García Lorca dijo: «El día que el hambre desaparezca, va a producirse en el mundo la explosión espiritual más grande que jamás conoció la humanidad.«
Hacerlo es posible, sólo tienen que decidirlo los gobiernos, para tomar el dinero de donde está (el sector financiero), y ponerlo donde debe estar, solucionando el hambre en el mundo. Hasta aquí, poco debate (al menos entre quienes estamos en el sector, los banqueros no opinan igual).
Cuando consigamos que el G8 (o el G20, así como va cambiando el mundo) tome las decisiones pertinentes, pasaremos de la falta de dinero a la necesidad de definir las soluciones. Definir qué queremos es posible: el nivel de conocimientos actuales sobre la pobreza, la agricultura y las políticas públicas necesarias es grande.
Lo que tenemos aquí es un problema de ejecución (que desde las ONG que tratamos estos temas tenemos que afrontar más pronto que tarde).
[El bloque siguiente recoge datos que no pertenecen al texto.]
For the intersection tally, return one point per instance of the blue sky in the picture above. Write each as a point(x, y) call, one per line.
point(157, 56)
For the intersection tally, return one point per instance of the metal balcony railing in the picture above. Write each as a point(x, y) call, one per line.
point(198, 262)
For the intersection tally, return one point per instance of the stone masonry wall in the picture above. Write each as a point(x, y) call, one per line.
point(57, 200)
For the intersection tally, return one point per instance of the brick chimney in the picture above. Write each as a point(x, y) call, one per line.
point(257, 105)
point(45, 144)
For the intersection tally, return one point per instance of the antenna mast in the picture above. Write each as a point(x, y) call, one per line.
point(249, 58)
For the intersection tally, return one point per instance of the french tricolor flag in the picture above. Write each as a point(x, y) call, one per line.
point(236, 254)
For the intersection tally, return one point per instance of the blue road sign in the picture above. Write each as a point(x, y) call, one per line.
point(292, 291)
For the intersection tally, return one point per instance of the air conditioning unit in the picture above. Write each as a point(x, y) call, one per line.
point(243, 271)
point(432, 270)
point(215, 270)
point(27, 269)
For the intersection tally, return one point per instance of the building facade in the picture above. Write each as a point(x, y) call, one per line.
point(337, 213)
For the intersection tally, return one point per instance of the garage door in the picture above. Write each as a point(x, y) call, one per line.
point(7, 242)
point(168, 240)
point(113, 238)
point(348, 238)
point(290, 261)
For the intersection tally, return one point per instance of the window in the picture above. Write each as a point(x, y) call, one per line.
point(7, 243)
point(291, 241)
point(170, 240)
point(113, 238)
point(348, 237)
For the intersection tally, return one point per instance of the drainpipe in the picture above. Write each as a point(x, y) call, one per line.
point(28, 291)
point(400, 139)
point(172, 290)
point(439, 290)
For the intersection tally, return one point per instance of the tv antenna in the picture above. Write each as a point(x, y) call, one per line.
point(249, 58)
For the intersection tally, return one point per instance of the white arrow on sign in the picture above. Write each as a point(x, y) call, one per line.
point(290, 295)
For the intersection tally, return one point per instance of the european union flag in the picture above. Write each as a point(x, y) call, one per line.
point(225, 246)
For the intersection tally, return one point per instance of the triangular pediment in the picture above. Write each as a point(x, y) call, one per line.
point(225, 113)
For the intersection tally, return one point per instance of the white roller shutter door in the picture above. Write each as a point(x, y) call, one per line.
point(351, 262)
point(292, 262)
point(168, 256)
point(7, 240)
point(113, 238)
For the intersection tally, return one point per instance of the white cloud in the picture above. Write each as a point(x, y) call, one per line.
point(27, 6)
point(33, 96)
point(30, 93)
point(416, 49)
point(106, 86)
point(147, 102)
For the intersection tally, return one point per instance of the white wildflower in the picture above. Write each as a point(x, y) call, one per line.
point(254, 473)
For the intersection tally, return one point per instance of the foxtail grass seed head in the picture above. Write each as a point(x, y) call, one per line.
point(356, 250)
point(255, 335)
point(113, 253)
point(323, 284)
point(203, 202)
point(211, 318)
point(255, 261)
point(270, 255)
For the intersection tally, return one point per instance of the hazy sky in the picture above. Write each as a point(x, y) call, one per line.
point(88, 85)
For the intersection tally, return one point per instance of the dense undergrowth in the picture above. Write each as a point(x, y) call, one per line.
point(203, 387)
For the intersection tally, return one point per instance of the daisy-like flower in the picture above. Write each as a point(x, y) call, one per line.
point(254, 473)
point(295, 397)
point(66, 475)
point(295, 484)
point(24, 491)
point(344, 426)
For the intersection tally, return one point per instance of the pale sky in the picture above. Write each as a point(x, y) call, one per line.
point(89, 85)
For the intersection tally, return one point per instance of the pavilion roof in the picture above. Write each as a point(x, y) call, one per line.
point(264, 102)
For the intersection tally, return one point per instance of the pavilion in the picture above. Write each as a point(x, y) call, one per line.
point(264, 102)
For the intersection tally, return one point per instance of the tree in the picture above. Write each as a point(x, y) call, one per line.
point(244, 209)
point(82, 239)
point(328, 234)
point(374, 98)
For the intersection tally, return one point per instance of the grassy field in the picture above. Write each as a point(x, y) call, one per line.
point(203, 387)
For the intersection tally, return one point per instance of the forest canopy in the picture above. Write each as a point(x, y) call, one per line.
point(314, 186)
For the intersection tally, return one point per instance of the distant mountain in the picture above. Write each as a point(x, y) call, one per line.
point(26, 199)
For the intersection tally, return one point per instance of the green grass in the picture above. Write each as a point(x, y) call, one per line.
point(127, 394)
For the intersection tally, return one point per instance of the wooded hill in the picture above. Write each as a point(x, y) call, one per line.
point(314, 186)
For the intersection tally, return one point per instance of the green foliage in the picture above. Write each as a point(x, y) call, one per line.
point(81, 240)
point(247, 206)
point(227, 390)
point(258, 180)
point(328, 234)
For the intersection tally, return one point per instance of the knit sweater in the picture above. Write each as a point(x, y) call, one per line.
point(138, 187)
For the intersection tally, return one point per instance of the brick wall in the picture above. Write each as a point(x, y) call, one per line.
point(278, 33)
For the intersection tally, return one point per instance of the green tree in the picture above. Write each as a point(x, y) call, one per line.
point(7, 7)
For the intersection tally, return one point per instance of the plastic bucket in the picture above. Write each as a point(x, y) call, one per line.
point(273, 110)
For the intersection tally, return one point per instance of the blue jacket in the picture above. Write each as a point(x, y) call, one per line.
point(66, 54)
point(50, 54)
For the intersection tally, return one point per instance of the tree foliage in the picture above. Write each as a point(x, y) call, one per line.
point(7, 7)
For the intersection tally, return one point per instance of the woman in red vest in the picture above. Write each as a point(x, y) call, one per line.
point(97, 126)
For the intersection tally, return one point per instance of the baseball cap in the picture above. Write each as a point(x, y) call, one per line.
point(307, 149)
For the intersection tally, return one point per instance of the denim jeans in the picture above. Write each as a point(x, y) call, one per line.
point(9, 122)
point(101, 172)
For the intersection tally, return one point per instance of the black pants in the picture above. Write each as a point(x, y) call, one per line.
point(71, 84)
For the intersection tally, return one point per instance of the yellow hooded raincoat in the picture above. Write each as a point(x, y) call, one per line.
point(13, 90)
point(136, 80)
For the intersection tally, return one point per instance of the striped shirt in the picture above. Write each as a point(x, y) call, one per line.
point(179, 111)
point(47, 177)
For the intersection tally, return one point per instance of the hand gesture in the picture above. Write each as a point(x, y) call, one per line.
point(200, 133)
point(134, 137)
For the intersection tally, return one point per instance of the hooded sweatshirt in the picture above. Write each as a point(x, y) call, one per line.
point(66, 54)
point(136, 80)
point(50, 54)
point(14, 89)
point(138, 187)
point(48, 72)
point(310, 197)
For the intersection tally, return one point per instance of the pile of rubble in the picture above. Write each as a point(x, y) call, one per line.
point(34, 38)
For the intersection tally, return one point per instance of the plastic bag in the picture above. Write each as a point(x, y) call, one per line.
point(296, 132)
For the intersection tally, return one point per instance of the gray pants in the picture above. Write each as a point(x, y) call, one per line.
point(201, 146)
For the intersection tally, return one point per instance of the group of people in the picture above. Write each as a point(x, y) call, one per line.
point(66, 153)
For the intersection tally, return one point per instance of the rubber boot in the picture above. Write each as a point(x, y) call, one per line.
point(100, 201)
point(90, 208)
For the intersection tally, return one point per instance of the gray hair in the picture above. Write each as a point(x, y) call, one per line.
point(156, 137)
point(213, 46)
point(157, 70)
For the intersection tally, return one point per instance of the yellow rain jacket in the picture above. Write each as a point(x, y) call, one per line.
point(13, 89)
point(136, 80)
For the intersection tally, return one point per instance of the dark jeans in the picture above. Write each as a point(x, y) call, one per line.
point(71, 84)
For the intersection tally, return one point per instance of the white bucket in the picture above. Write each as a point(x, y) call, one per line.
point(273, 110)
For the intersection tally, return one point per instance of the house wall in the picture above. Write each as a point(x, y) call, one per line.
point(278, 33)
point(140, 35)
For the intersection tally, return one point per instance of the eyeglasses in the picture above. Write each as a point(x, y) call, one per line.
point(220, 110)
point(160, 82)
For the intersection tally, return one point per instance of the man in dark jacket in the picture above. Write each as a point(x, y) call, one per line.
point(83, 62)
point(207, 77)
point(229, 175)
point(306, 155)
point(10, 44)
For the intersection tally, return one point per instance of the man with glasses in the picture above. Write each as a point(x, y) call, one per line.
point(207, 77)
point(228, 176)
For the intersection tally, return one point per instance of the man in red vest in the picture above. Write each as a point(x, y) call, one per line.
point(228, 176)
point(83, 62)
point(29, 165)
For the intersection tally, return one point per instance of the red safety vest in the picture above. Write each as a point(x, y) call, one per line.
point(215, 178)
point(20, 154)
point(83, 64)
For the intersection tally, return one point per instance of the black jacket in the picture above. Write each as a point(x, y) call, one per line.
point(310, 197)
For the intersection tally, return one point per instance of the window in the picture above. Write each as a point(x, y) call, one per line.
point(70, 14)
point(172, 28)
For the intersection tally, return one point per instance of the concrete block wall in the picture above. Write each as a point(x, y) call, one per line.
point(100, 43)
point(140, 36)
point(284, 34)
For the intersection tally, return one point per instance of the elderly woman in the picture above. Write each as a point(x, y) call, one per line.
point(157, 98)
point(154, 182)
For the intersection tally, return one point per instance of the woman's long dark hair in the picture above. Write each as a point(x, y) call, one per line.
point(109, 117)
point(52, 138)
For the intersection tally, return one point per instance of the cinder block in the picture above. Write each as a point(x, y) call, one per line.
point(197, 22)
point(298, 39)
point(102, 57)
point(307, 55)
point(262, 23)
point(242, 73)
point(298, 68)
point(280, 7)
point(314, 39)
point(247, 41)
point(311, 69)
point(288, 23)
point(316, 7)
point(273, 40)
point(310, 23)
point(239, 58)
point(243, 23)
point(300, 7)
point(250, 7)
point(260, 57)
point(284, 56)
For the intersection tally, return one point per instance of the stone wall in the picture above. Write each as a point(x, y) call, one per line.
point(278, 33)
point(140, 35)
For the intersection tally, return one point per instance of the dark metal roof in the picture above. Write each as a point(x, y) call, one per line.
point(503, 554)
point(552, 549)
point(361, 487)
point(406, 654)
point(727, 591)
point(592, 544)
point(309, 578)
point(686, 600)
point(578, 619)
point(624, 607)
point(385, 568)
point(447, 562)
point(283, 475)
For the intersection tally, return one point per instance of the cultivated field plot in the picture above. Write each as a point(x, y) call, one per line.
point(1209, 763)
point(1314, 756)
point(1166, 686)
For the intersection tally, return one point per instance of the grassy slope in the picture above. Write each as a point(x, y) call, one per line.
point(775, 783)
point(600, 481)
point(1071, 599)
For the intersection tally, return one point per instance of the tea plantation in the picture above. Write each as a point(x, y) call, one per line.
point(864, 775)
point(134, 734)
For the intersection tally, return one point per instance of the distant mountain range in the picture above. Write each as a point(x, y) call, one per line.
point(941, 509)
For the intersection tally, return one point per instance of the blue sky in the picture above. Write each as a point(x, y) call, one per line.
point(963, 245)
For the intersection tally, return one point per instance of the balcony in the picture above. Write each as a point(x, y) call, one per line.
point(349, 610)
Por un lado, los políticos que nos escucharán, o escucharán a las contrapartes con las que trabajamos en el sur, quieren soluciones fáciles de aplicar (lo comentó hace poco Nicolás Bricas, del CIRAD, en el encuentro de Bruselas que comentaba hace tres artículos).
Cuesta poco decir: necesitamos reservas físicas regionales, reservas virtuales contra la especulación, medidas comerciales flexibles que aprovechen el espacio de Doha, pero un político pensará: ¿no basta con una donación? No quieren complicarse la vida, y es normal. Y ahí entramos en un tema insuficientemente discutido en la lucha contra el hambre: mucha de la culpa del WC (Washington Consensus, no piensen en otras siglas sanitario-escatológicas) estaba en la incapacidad de los estados para ejecutar políticas públicas. ¿Cómo pondremos a los estados en forma? ¿Cómo evitaremos la corrupción?
Quien haya entrado alguna vez en una institución pública en un país pobre no habrá podido evitar una sensación de espanto primero y de desolación después, seguida de una alarmante falta de optimismo sobre las posibilidades de que el grupo de funcionarios/as que tenemos a la vista pueda solucionar algo, sea lo que sea. Debo decir que estas experiencias las he tenido en América Latina, siempre. Algunas veces también me ha pasado en España, pero menos, gracias a que el sueldo es a veces -no siempre- un buen incentivo.
Conclusión: debemos meter en la agenda cuanto antes el tema de la mejora de las capacidades estatales para ejecutar las políticas públicas. Serán los Estados del sur los que tiren la pedrada al sapo, y la piedra será grande, difícil de manejar, y cara, como para no errar el tiro.